The company has also changed internally. A big change came when Florian Patschovsky left the company in 2018 and embarked on his own path as a performer. By mutual agreement, and after ten years and eight jointly developed works. Not every acrobat duo in the circus world can do that, notes Behren. Since then he has been working even more closely with the long-standing core artistic team, the Berlin composer Simon Bauer and Brussels lighting designer Charlotte Ducousso, as well as other dancers, acrobats, philosophers and dramaturges. Exchanging perspectives, learning from each other, researching and experimenting – that’s how he developed his first trilogy of pieces, “Geometrie und Politik” (Geometry and Politics). Referencing the seating arrangement of certain parliamentary systems, the result was a piece arranged in the round, with benches facing each other and a frontal performance: “Surround”, “My Body is Your Body” and “What is left”.

What is left

The choreography itself did not stage democracy or despotism, but found its own peculiar effects of spatial arrangements and relations to address power, strength and metamorphosis, postures, momentum and pathways. And again and again: the gaze. “Surround” from 2017 added the movement of the audience, which at times traversed the performance space, back and forth, with something heavy spinning and swinging overhead. That was the pommel horse, hanging from the ceiling, stripped of its status. In the air.

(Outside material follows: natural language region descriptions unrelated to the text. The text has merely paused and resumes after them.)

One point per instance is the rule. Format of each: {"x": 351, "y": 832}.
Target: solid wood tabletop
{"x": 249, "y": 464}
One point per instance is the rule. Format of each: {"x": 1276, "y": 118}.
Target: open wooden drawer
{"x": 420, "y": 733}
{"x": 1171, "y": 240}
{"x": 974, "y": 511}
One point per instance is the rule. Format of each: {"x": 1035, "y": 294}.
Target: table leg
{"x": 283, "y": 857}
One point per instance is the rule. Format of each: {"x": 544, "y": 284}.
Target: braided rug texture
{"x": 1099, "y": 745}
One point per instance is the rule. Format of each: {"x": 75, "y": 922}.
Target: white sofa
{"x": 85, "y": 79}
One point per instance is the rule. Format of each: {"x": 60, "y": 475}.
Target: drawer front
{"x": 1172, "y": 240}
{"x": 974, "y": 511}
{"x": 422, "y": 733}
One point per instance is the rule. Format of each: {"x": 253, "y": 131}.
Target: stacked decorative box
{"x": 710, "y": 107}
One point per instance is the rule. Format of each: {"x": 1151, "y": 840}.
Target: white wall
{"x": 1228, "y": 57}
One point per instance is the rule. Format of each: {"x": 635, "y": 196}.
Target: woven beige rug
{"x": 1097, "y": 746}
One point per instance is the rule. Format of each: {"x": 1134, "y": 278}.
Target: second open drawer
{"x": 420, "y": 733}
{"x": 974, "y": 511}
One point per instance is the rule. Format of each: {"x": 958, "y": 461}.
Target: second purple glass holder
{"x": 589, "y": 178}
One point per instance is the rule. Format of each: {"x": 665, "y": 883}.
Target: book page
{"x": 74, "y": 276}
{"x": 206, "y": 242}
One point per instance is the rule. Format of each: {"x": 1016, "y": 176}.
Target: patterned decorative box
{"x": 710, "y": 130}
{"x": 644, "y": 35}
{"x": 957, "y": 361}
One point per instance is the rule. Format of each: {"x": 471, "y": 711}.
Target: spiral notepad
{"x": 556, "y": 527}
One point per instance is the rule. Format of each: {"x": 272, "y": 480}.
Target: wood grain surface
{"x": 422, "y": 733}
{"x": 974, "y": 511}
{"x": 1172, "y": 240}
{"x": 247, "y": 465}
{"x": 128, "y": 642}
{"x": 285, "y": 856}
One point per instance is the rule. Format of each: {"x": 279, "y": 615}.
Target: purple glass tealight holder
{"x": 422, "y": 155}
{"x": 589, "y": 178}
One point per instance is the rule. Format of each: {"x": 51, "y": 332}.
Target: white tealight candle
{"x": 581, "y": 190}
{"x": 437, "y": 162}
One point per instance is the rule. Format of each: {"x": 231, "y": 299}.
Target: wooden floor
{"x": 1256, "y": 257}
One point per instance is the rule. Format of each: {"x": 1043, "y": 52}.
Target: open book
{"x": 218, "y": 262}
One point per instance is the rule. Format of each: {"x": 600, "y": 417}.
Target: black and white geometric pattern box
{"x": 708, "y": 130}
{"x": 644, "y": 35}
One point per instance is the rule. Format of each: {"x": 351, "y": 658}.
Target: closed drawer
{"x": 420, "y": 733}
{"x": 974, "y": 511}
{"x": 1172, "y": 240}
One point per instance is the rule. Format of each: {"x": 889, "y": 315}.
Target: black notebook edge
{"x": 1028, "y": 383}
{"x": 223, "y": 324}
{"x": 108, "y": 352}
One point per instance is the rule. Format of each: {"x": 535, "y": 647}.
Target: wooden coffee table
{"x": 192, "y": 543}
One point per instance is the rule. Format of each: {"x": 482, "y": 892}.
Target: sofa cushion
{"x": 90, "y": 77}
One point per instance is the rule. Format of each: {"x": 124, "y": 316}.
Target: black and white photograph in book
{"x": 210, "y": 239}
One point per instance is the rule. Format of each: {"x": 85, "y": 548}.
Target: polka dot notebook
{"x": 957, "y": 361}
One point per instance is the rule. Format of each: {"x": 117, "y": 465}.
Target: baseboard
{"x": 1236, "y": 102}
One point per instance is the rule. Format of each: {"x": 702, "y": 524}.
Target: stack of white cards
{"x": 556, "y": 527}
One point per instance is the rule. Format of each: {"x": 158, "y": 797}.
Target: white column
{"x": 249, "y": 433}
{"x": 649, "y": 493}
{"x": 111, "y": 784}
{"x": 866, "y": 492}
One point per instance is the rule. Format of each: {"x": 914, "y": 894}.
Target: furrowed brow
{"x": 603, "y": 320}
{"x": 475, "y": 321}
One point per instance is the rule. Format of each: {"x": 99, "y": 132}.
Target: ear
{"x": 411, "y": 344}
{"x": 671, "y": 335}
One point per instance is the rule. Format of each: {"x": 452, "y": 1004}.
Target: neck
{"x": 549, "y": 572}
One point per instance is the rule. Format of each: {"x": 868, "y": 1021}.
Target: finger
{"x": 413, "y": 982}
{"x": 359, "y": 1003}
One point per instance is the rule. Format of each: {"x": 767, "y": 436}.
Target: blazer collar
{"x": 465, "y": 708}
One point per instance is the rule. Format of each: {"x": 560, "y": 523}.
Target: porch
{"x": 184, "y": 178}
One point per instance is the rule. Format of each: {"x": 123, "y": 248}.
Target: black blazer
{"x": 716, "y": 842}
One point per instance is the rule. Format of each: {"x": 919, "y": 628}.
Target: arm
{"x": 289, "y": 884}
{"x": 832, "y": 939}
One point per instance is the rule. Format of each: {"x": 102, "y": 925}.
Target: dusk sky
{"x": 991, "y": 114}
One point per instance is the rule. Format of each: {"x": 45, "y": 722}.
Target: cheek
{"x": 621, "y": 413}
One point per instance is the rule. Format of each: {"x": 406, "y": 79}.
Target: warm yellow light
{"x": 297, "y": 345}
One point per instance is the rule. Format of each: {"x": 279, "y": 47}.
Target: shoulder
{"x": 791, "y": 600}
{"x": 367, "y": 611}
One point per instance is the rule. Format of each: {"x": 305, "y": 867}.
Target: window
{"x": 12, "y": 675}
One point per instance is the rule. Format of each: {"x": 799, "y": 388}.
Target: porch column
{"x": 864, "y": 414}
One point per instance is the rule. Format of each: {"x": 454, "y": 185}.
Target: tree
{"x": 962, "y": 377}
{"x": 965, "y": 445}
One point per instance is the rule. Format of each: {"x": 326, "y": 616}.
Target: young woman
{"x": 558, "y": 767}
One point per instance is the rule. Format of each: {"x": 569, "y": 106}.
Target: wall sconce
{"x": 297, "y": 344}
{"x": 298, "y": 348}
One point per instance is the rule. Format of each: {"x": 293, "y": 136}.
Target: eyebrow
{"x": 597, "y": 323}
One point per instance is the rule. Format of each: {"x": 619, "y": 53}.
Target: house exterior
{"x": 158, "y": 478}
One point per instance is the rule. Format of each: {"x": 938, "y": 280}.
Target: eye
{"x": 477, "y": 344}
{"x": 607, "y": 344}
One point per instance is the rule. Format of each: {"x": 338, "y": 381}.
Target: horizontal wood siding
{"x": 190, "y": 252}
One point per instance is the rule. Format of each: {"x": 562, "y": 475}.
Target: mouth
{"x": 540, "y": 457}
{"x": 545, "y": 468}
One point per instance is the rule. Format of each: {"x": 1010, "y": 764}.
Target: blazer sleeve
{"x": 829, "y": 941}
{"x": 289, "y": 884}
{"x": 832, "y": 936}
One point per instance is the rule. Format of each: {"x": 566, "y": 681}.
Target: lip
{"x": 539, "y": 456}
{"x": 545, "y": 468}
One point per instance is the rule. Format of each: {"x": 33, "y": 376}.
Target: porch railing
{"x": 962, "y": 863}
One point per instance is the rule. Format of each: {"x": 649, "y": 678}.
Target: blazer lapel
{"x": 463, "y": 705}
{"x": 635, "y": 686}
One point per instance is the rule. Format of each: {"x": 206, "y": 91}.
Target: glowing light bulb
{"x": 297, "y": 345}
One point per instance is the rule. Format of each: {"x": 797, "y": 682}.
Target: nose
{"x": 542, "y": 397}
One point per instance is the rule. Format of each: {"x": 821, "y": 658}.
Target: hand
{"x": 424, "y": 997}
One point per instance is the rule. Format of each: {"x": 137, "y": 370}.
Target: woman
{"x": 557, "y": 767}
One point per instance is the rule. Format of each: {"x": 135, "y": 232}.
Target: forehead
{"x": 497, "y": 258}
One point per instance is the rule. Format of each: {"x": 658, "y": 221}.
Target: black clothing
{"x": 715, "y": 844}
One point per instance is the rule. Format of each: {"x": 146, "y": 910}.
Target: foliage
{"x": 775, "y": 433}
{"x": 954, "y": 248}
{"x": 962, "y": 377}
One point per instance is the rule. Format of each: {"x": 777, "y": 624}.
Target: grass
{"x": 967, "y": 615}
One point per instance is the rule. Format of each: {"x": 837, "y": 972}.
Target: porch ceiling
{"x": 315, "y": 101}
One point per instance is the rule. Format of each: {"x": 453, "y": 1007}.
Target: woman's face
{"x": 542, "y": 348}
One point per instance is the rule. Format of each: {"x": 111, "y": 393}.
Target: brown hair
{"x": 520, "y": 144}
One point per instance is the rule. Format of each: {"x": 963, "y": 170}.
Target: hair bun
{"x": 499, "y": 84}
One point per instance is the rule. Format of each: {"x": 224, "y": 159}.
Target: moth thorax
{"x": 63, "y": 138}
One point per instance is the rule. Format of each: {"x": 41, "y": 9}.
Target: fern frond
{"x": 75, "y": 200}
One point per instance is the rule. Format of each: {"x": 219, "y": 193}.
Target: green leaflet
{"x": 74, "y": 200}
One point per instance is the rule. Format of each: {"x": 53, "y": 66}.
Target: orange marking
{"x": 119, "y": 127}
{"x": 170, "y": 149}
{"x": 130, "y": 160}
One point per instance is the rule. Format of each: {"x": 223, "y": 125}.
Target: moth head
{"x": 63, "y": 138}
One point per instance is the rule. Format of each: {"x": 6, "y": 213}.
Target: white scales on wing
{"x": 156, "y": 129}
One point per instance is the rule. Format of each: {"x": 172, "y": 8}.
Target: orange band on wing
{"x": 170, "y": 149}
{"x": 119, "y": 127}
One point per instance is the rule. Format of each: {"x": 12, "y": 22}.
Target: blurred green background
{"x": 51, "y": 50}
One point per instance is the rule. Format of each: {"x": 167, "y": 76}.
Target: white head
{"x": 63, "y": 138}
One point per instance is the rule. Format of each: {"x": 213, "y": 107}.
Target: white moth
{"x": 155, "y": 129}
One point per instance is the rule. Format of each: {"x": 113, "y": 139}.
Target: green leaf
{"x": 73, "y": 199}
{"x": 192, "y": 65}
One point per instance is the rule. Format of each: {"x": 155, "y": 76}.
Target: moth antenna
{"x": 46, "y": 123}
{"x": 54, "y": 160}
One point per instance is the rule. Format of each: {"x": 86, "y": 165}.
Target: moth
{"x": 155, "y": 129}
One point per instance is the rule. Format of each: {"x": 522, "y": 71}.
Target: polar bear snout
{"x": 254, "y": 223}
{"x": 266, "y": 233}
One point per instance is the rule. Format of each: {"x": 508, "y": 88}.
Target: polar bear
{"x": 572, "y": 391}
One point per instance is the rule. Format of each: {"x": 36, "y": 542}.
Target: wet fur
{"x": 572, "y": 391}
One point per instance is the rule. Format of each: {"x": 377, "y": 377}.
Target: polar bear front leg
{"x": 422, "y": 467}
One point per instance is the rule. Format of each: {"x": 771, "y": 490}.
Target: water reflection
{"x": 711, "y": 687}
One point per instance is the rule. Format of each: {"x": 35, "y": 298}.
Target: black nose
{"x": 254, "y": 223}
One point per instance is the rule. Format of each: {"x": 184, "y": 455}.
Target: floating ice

In 2021 this tame yet menacing hundred-kilo object became a partner in “Circular Vertigo”. Mijin Kim, who went from dancer to dance acrobat with Overhead Project, handles it carefully, touches, listens, sits, hangs on it. Flies with it. In contrast to dance, the circus is more about interacting with objects (see Behren’s article in VOICES). Or, where it does present human-to-human relationships, they come with strictly allotted functions. Dissolving these hierarchies, introducing an alternation of dominance instead of one-sided manipulation – this also stems from philosophical research. This is a concern for Behren, and for his new trilogy, which begins with “Circular Vertigo”: “Mensch, Hyperobjekt und Transformation” (Human, Hyperobject and Transformation).

With this the circus is also transforming contemporary dance, enlarging the field of action upwards. Up in the air. If two people standing on top of each other tilt forwards or backwards from the vertical or spin around without falling, this momentum grabs the viewers more intensely, more physically than a single person standing would do. This is something you see in “What is left” (2021), for instance. This type of quasi direct contact with the audience, or even interaction, is a feature of Overhead Project’s pieces.

Overhead Project have received numerous honours, such as the selection as a TANZPAKT project picking up the CircusDanceFestival founded and directed by Tim Behren in Cologne in 2019, and the George Tabori Award 2022 from the Fonds Darstellende Künste, which comes with a 15,000-euro endowment. Actually, says Tim Behren, he prefers to work in the independent scene. He and Patschovsky have created pieces under commission at four municipal theatres, under completely different production conditions and greater time pressure. Behren gives himself and the team one to one and a half years for new overhead pieces – “almost a luxury”, but short compared to international circus productions, as he notes. “Searching is a big part of the working process, the interest in not knowing or still not knowing, daring to endure, to end up somewhere you wouldn’t have thought possible.”